At the close of WWII the so-called New World Society embarked on a great expansion work that continues to the present. Beginning in 1950, the New World Translation of the Bible (Now available online) has been the focus of much controversy. Jehovah's Christian Witnesses' neutrality toward this world's wars and political affairs, as well as our refusal on religious grounds to take blood transfusions, has generated considerable controversy as well. Jehovah’s Witnesses beliefs that the man does not posses and immortal soul; hell is not a place of eternal torment and that only 144,000 anointed Christians go to heaven to rule with Christ, while the rest of mankind has the opportunity to live forever in paradise on earth, are all teachings that have created much debate among religious people during the past one hundred years.

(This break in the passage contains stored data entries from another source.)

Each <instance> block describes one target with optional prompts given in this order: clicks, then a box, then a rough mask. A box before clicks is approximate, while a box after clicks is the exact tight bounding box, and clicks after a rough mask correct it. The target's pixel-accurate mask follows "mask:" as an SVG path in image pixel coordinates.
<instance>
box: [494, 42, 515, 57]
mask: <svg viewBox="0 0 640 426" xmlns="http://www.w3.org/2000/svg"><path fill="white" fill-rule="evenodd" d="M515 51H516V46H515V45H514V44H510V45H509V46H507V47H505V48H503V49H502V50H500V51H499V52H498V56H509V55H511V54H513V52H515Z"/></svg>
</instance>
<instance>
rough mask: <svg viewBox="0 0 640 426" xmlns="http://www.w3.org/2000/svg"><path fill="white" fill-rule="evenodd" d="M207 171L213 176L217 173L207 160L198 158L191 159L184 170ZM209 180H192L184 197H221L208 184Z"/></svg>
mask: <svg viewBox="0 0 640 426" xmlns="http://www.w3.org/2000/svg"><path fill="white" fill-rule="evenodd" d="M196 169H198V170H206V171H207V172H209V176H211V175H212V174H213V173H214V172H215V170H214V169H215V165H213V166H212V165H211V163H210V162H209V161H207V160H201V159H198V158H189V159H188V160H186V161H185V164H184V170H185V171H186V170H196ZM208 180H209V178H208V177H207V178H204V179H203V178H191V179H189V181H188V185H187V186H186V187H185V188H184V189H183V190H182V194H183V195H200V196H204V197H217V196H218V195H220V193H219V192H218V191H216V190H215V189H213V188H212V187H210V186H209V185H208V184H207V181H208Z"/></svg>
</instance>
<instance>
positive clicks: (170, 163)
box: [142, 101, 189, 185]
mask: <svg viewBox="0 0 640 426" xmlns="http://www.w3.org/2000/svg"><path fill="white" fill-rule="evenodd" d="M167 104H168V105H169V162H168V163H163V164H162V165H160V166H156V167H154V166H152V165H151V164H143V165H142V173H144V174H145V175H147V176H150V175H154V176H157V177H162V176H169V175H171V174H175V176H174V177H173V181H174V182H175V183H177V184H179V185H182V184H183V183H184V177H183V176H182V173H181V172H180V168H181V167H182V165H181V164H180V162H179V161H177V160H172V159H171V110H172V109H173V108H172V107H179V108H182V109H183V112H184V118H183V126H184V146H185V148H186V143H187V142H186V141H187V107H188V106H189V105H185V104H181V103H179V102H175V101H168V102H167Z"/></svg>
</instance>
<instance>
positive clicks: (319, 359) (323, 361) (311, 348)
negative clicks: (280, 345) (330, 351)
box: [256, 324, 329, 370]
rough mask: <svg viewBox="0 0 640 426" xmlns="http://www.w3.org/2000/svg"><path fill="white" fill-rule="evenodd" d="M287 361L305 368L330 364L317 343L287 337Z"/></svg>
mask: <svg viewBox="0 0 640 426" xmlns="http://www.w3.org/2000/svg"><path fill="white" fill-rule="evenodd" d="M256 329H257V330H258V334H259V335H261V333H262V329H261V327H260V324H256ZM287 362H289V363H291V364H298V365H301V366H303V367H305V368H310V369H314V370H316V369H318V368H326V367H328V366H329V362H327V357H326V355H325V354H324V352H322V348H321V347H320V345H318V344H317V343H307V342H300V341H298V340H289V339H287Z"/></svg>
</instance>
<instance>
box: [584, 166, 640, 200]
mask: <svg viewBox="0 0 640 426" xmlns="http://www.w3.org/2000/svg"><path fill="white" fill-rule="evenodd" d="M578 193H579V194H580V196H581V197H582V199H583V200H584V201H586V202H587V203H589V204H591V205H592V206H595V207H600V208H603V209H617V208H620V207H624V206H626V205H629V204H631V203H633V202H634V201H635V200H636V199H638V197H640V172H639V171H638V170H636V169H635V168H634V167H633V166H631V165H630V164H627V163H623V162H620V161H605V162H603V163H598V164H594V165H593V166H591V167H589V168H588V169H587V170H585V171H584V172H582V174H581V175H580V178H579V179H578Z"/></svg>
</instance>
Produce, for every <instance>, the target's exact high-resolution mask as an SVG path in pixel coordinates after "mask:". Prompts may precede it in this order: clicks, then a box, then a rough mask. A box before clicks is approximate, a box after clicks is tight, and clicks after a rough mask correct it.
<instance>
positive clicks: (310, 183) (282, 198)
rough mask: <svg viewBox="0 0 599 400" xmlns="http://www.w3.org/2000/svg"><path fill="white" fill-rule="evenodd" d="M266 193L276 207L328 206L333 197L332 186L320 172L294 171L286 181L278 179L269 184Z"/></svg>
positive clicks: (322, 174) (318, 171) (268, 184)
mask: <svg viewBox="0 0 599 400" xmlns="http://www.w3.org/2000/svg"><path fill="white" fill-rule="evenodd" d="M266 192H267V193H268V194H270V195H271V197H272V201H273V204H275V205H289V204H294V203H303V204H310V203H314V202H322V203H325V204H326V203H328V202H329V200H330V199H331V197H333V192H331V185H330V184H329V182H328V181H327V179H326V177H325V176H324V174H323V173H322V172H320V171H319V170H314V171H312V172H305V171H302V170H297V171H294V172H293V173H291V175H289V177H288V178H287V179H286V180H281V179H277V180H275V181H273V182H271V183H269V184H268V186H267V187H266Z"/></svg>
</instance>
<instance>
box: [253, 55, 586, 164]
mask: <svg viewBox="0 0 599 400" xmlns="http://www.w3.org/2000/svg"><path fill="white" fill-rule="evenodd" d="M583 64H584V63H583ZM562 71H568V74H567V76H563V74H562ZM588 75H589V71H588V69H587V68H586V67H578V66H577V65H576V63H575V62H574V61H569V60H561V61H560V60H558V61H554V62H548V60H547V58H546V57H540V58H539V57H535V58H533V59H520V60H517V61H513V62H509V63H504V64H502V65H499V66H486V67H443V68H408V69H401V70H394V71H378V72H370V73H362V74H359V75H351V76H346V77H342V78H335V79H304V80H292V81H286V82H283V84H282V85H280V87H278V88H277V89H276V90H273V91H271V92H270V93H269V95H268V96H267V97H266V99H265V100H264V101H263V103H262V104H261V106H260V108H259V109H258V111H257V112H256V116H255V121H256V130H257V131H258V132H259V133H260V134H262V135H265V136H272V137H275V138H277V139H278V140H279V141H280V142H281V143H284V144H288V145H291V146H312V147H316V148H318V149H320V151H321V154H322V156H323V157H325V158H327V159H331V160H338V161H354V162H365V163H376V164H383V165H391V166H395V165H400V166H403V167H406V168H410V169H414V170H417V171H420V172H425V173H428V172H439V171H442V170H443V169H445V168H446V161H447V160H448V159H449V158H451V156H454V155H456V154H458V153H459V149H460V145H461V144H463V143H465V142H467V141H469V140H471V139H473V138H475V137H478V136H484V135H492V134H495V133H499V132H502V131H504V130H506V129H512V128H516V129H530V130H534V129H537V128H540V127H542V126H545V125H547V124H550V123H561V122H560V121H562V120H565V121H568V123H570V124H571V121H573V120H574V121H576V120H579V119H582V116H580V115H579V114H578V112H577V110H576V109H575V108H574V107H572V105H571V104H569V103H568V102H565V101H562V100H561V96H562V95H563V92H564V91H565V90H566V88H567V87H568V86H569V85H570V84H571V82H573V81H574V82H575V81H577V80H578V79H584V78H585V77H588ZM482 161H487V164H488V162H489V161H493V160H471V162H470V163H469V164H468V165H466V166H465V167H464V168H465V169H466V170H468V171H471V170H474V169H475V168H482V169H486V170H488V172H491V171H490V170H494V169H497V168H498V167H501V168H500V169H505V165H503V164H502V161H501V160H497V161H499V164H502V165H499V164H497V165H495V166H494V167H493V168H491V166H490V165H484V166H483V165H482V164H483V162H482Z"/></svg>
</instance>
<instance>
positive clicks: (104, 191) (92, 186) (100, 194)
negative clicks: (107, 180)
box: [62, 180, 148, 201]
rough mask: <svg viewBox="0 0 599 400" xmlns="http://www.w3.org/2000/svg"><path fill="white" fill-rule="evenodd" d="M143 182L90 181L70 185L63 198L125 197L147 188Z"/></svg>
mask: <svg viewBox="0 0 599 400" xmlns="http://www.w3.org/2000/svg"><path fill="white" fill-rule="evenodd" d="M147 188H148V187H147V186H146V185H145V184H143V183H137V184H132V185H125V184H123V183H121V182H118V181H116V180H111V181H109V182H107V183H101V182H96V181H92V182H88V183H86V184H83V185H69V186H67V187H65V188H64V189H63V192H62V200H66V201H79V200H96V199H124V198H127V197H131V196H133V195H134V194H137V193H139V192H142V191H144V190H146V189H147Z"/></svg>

Just as Jesus originally lit the fires of controversy amidst the Jewish religious system, so too, Jehovah's Witnesses have shaken the orthodox churches of Christendom by identifying them as part of Babylon the Great—the wicked harlot of Revelation—the promoter of pagan doctrines like the Trinity, hellfire and the immortal soul, and the fomenter of war.

As an alternative to the Babylonish teachings of Christendom, the Watchtower has emphasized the importance of Christ's ransom and the name of Jehovah. Jehovah's Witnesses have consistently called attention to God's purpose to destroy Satan's entire world-system of things at Armageddon. Afterwards the earth will be gradually be cultivated and transformed into a paradise of peace under the rule of Christ's kingdom. The dead will even return from the grave. As opposed to the rapture, popularized by the “Left Behind” fictional series, the good news that Jehovah's Witnesses preach is that the last generation before Armageddon has the hope of surviving the end of the world and thereafter living forever on earth. 

In the last 20 years internal disputes and doctrinal controversies have surfaced within the Watchtower Society itself, and as a result many of Jehovah's Witnesses have been stumbled from the faith. With the advent of the Internet Jehovah's Witnesses are being increasingly exposed to numerous faith-challenging issues, often promoted by ex-Jehovah's Witnesses.

The Watchtower doctrines related to 1914 and particularly the doctrinal change published in the November 1st, 1995, issue of the Watchtower magazine, concerning the generation that would pass away before the war of Armageddon, have caused some of Jehovah's Witnesses to begin to seriously question the Watchtower's interpretations. The highly publicized scandals surrounding child abuse and the Silentlambs organization composed of sexually abused Jehovah's Witnesses, has confronted Jehovah's Witnesses with the sort of hypocrisy that we thought only existed in the churches of Christendom. Not only that, but the Watchtower's scandalous10-year affiliation with the United Nations as an NGO has also surfaced in recent years.

Ironically, the success of the Watchtower Society has been its undoing. In many respects Bethel has become an idol in the eyes of Jehovah’s Witnesses. E-watchman is a devoted Jehovah Witness dedicated to re-examining Bible prophecy with the intent of announcing Jehovah’s judgments upon the Watchtower Society and the world.